В штурманской Ершов спросил у Падукова, не знает ли он, где живет Бакшеев.
– Михалыч в старых домах на Ушаковке живет. Ты вот что, – Падуков понизил голос, – зайди в магазин и возьми бутылку. Он сейчас в трансе – с женой своей Лидией Васильевной разошелся. Я думаю, не помешает.
– Да ты что!
– Вот чудак-человек! Насколько я знаю, он этот напиток уважает. Мордовии, с которым я летаю, рассказывал: раньше для борьбы с обледенением спирт выдавали. Так вот Бакшеев спирт зря не расходовал. Перед вылетом зайдет в кабину – на стеклах лед. Он обмакнет палец в спирт, проделает в лобовом стекле дырку с пятикопеечную монету, на взлете вставит туда глаз – и поехал. Высший пилотаж. После рейса зайдет на метеостанцию, девки в задании штамп поставят, что по трассе было обледенение. Спирт спишут, ну а летчики спирт сюда, – Падуков постучал себя по горлу.
От аэропорта Ершов спустился к Ушаковке. Отыскать дом Бакшеева было непросто. Добрый час ходил он по кривым улочкам. Было холодно, дул ветер, вдоль заборов качалась высохшая полынь, на деревьях трепыхались редкие, чудом уцелевшие листья. Свинцовая пустота неба изредка напоминала о себе гулом высоко летящего самолета да реденьким осенним дождем, который то прерывался, то вновь принимался за дело, срывая последние листья. Прикрываясь от дождя воротником куртки, Ершов вполуха ловил этот гул, удивляясь про себя, кто и куда летает в такую погоду. Впереди по дороге замаячила фигура мужчины. Он шел, что стреноженный конь, то убыстряя, то замедляя ход, на голове чуть держалась выцветшая авиационная фуражка.
Ершов приободрился: «Свой брат – уж он-то наверняка подскажет, как найти Бакшеева».
– Вы, случаем, не знаете, где живет Иван Михайлович Бакшеев? – догнав мужчину, спросил он.
Мужчина резко остановился, фуражка качнулась и поползла на лицо, но он перехватил ее на ходу и усадил на прежнее место.
– Кто такой? – повернувшись всем телом к Ершову, спросил он. – Почему я тебя не знаю?
– Какая разница, кто, – улыбнувшись, ответил Ершов. – Мне сейчас Бакшеев нужен.
– Бакшеев всем нужен. Но ты кто такой? Неужели тебя не научили: прежде чем задавать вопросы, нужно представиться. Вот я, например, Петр Сергеевич Короедов – пилот первого класса.

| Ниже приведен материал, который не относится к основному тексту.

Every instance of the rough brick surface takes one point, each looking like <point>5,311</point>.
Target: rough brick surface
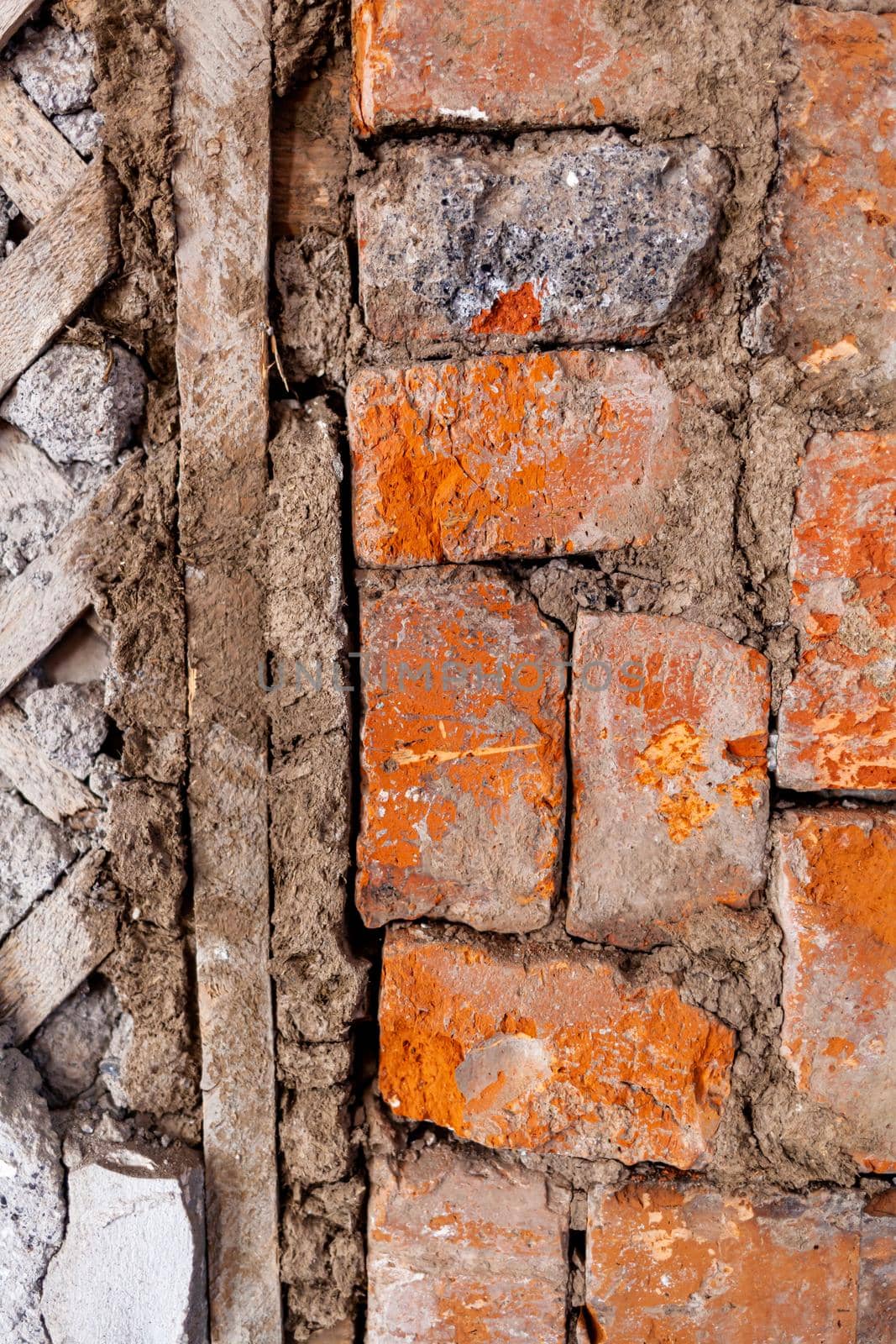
<point>674,1261</point>
<point>829,270</point>
<point>506,62</point>
<point>548,1047</point>
<point>571,237</point>
<point>833,890</point>
<point>463,752</point>
<point>511,454</point>
<point>878,1272</point>
<point>839,716</point>
<point>461,1247</point>
<point>671,788</point>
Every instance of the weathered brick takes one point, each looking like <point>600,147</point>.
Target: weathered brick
<point>570,237</point>
<point>839,714</point>
<point>499,62</point>
<point>878,1273</point>
<point>548,1047</point>
<point>463,752</point>
<point>671,786</point>
<point>833,890</point>
<point>676,1261</point>
<point>463,1247</point>
<point>511,454</point>
<point>829,269</point>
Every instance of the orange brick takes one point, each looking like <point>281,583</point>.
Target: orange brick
<point>831,262</point>
<point>878,1274</point>
<point>839,716</point>
<point>679,1263</point>
<point>464,1249</point>
<point>671,788</point>
<point>835,890</point>
<point>516,454</point>
<point>548,1047</point>
<point>499,62</point>
<point>463,779</point>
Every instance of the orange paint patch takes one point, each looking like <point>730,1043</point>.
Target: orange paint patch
<point>515,313</point>
<point>669,774</point>
<point>835,889</point>
<point>463,757</point>
<point>839,714</point>
<point>511,454</point>
<point>681,1263</point>
<point>611,1068</point>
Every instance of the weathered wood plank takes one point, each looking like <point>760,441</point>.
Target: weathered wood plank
<point>54,272</point>
<point>54,949</point>
<point>38,165</point>
<point>55,591</point>
<point>13,13</point>
<point>222,100</point>
<point>55,790</point>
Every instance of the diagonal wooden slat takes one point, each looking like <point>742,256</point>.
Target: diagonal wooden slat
<point>54,949</point>
<point>38,165</point>
<point>13,13</point>
<point>53,790</point>
<point>55,591</point>
<point>55,270</point>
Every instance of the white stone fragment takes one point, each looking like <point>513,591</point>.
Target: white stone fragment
<point>31,1206</point>
<point>132,1263</point>
<point>70,1046</point>
<point>81,129</point>
<point>55,67</point>
<point>76,403</point>
<point>69,722</point>
<point>34,853</point>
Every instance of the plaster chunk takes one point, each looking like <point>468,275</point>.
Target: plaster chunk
<point>76,403</point>
<point>55,67</point>
<point>132,1263</point>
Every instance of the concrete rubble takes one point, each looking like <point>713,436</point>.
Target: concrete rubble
<point>132,1263</point>
<point>80,403</point>
<point>55,69</point>
<point>34,853</point>
<point>69,722</point>
<point>71,1046</point>
<point>31,1202</point>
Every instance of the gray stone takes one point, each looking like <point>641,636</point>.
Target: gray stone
<point>55,67</point>
<point>34,853</point>
<point>132,1267</point>
<point>70,723</point>
<point>571,237</point>
<point>78,405</point>
<point>31,1203</point>
<point>81,129</point>
<point>70,1046</point>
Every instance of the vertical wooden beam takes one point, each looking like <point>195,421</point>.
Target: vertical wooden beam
<point>222,192</point>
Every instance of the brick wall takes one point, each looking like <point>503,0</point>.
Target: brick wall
<point>620,393</point>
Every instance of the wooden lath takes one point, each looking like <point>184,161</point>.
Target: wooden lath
<point>222,192</point>
<point>38,165</point>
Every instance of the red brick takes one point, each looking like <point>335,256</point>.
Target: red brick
<point>839,716</point>
<point>671,790</point>
<point>548,1047</point>
<point>878,1273</point>
<point>464,781</point>
<point>512,454</point>
<point>831,261</point>
<point>673,1261</point>
<point>464,1249</point>
<point>499,62</point>
<point>835,887</point>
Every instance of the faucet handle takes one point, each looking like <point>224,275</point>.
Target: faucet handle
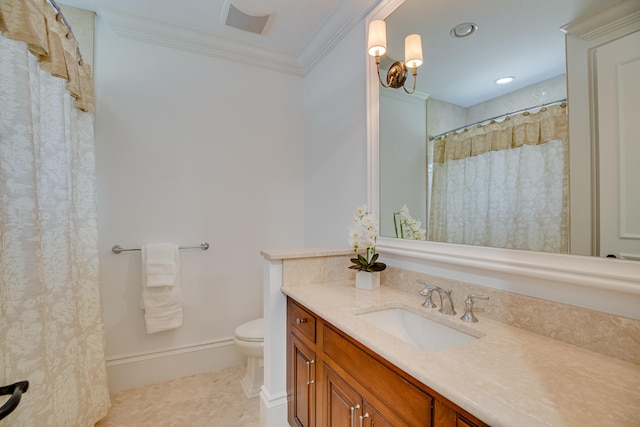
<point>468,303</point>
<point>427,291</point>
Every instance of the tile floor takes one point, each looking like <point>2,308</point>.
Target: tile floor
<point>213,399</point>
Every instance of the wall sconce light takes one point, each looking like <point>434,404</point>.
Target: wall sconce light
<point>397,74</point>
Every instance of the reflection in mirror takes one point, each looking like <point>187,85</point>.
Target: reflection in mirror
<point>466,186</point>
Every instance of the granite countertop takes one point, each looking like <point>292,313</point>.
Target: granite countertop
<point>507,377</point>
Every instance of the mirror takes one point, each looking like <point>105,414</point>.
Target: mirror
<point>456,84</point>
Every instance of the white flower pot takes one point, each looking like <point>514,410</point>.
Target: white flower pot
<point>367,280</point>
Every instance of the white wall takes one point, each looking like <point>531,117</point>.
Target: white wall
<point>191,148</point>
<point>335,142</point>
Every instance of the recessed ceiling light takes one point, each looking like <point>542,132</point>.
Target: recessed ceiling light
<point>505,80</point>
<point>464,30</point>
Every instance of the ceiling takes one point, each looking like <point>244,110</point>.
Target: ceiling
<point>521,38</point>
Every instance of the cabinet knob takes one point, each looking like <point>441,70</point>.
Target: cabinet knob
<point>362,417</point>
<point>309,380</point>
<point>353,410</point>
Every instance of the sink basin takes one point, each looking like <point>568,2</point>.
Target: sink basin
<point>415,329</point>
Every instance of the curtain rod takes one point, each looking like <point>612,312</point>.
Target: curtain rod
<point>431,138</point>
<point>60,17</point>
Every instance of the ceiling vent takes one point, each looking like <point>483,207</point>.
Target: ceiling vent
<point>242,21</point>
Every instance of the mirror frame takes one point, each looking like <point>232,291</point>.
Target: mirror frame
<point>596,272</point>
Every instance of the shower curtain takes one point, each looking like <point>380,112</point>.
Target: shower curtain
<point>504,184</point>
<point>51,325</point>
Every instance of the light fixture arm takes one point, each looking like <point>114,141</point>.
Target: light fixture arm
<point>378,67</point>
<point>415,78</point>
<point>397,76</point>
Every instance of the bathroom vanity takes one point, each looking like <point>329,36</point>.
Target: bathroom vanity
<point>340,365</point>
<point>341,368</point>
<point>334,380</point>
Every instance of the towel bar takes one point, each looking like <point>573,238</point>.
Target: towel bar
<point>116,249</point>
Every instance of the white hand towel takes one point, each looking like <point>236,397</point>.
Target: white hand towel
<point>163,318</point>
<point>161,296</point>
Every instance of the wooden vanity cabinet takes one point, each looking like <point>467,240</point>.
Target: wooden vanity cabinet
<point>301,366</point>
<point>334,381</point>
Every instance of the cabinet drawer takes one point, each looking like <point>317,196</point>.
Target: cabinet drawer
<point>301,320</point>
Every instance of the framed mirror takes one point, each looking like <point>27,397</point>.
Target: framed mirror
<point>600,273</point>
<point>456,90</point>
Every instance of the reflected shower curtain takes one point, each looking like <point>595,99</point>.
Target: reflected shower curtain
<point>504,184</point>
<point>51,325</point>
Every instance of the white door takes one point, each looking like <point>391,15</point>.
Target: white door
<point>618,89</point>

А ты кто? Ответишь – проведу к Ивану Михайловичу, не ответишь – пеняй на себя.
В это время сзади хлопнула калитка, и на дорогу вышла женщина. Короедов схватил Ершова за рукав и потащил в переулок.
– В воздухе противник, – приглушенно зашептал он. – Давай, парень, прибавим газу. И вираж покруче. А то не видать нам Ивана как своих ушей.
– Ты это куда, Петечка? – ласково протянула женщина. – Я тебя жду-жду, а ты мимо дома норовишь проскочить.
– Жена-сатана, – пробормотал Короедов, – уследила-таки. Вот всегда так, соберешься друга попроведывать, а тебя приконтрят.
– Вы не знаете, как пройти к Бакшееву? – спросил Ершов у женщины, больше не надеясь на пилота первого класса.